Trello Connectivity Problems
Incident Report for Trello
Postmortem

On 12-07-2020 between 14:20 UTC and 16:08 UTC, Atlassian customers using Trello may have experienced service interruptions.

Trello became unavailable due to our database not being able to handle a high level of load coming from our API. This high level of load was triggered by our websockets service hitting a hard limit on the number of network connections allowed, which caused an increase in API traffic due to our clients reconnecting. We provisioned a new database node at twice the size to take over as primary and absorb the load and this resolved the incident.

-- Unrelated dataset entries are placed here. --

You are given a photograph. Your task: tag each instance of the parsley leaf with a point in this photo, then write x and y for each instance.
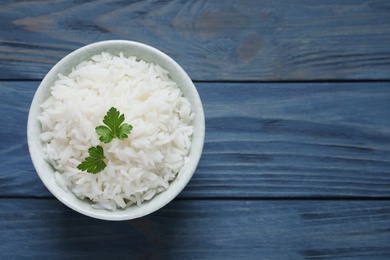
(95, 162)
(114, 127)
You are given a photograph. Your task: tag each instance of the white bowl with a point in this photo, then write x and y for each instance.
(128, 48)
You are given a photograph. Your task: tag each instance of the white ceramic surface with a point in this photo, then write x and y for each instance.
(129, 48)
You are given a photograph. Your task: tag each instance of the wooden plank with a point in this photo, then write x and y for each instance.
(201, 229)
(262, 141)
(269, 40)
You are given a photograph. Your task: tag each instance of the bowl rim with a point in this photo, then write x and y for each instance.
(150, 54)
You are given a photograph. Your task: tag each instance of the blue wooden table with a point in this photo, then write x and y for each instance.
(296, 163)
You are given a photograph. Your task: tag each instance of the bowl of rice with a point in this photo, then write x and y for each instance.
(116, 130)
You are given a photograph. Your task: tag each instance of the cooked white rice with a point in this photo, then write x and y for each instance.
(138, 167)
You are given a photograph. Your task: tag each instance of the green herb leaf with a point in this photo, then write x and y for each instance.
(94, 163)
(114, 127)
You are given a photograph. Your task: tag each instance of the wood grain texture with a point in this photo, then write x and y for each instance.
(200, 230)
(262, 141)
(213, 40)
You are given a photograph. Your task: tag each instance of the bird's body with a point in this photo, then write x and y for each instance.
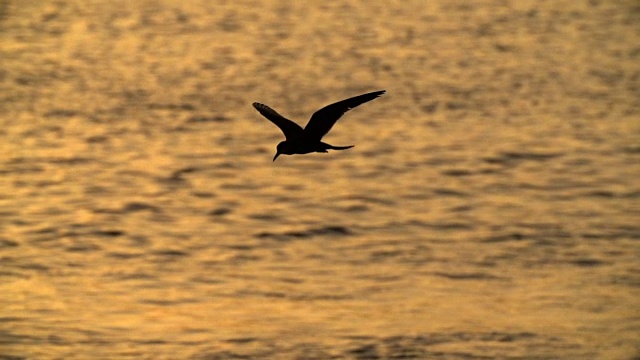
(307, 140)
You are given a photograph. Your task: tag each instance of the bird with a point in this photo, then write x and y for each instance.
(308, 140)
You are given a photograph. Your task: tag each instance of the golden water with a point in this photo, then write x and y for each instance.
(488, 210)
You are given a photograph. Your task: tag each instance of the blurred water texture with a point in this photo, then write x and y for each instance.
(489, 209)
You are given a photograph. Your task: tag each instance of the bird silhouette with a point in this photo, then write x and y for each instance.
(307, 140)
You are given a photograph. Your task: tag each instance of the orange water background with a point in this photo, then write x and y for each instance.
(488, 210)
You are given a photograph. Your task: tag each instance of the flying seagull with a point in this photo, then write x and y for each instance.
(307, 140)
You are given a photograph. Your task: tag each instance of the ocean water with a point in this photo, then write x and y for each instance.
(489, 208)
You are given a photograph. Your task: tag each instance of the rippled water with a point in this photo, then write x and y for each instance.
(489, 209)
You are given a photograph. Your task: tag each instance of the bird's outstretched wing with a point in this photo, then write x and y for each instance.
(288, 127)
(322, 120)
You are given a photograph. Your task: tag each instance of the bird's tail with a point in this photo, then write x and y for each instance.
(339, 147)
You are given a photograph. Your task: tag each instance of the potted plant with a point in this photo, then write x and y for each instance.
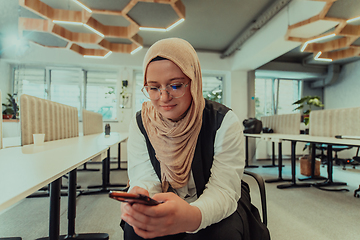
(11, 108)
(308, 101)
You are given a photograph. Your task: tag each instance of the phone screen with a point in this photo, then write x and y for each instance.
(132, 198)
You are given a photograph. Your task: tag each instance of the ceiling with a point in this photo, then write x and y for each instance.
(216, 26)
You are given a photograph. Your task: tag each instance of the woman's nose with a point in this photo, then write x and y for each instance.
(166, 96)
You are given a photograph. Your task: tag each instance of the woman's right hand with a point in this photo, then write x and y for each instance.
(135, 190)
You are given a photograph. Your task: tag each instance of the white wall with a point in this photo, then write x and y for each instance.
(5, 76)
(345, 93)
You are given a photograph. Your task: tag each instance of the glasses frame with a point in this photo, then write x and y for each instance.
(159, 90)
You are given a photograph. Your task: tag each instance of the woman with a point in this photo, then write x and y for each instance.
(183, 151)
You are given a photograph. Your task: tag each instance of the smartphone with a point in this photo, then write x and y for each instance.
(132, 198)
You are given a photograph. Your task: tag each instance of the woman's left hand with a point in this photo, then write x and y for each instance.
(174, 215)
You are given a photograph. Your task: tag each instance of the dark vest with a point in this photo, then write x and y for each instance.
(213, 115)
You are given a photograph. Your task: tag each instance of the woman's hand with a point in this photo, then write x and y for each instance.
(172, 216)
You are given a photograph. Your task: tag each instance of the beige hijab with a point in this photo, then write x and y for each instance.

We are taking a number of actions to prevent these types of incidents in the future, including:

  • Strategies for rapidly scaling up our database nodes, as needed in an emergency
  • Improved load testing for services
  • Additional monitoring/alerting for potential operating system networking limits
  • Tooling to assist us with bringing Trello back online more quickly, including improved load shedding capabilities

While we working on those long-term improvements we have put the following immediate short-term measures in place to improve reliability. They are:

  • Increased resource provisioning across many parts of our infrastructure
  • Increased dashboard monitoring during and post-release, across all clients
  • Enhanced capabilities to control which clients can generate traffic and how much

We understand that outages negatively impact your productivity and we apologize for the inconvenience this has caused.

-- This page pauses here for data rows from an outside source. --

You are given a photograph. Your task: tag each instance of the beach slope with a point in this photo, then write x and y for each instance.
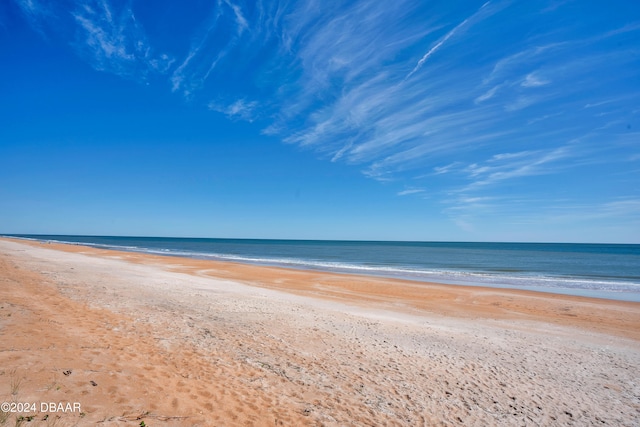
(119, 338)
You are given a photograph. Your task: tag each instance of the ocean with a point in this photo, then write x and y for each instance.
(595, 270)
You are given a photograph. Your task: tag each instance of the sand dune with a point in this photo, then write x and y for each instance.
(134, 338)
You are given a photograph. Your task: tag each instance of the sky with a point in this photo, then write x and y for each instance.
(366, 120)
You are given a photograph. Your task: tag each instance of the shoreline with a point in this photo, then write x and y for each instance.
(599, 286)
(134, 338)
(465, 301)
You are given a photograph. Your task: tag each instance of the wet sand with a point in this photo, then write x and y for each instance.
(173, 341)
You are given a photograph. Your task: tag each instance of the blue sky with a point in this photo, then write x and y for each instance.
(407, 120)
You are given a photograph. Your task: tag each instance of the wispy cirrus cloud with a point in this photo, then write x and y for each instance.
(114, 41)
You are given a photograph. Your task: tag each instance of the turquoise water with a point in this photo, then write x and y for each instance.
(597, 270)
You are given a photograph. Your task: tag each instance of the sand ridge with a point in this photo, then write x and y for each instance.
(170, 348)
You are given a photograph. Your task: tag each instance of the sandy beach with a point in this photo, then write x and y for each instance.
(114, 338)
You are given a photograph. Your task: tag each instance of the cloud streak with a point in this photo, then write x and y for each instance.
(405, 91)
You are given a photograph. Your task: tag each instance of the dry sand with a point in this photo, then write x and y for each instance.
(166, 341)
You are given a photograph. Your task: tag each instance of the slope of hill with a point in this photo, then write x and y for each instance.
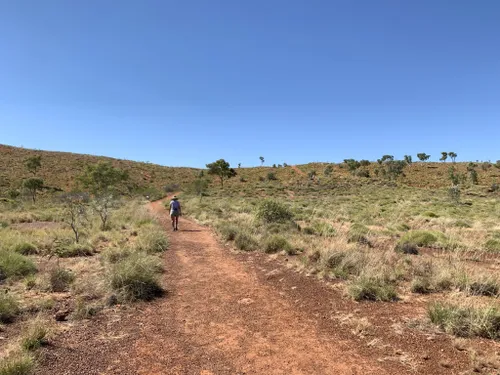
(60, 169)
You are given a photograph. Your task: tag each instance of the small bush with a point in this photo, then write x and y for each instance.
(85, 310)
(15, 265)
(492, 245)
(371, 289)
(114, 254)
(421, 285)
(152, 240)
(271, 211)
(309, 230)
(25, 248)
(228, 232)
(276, 243)
(136, 277)
(466, 321)
(271, 176)
(74, 250)
(483, 286)
(419, 238)
(324, 229)
(35, 336)
(17, 364)
(60, 279)
(245, 242)
(9, 308)
(406, 248)
(462, 224)
(430, 214)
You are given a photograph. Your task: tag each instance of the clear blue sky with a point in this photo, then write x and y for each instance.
(187, 82)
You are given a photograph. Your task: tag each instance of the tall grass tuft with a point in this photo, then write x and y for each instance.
(466, 321)
(136, 277)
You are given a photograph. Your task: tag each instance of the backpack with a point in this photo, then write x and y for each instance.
(175, 205)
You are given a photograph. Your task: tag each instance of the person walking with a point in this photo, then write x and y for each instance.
(175, 212)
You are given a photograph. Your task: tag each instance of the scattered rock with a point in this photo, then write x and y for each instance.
(273, 273)
(112, 300)
(246, 301)
(61, 315)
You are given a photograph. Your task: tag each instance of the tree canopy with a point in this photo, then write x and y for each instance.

Posted Dec 18, 2020 - 21:37 UTC

Resolved
A fix has been implemented - we are continuing to monitor.
Posted Dec 07, 2020 - 16:41 UTC
Identified
The Trello service is available again and we are continuing to work on bringing the API back as soon as possible.
Posted Dec 07, 2020 - 16:25 UTC
Update
The engineering team is still actively investigating and working to bring Trello back up as quickly as possible.
Posted Dec 07, 2020 - 15:32 UTC
Update
We are continuing to investigate this issue.
Posted Dec 07, 2020 - 14:36 UTC
Investigating
We're receiving reports of connectivity problems while accessing Trello. You may see a red box in the top right corner of your window notifying you that you've been disconnected from the server.

We're currently investigating the cause, and will post updates here as we determine it.
Posted Dec 07, 2020 - 14:36 UTC
This incident affected: Trello.com and API.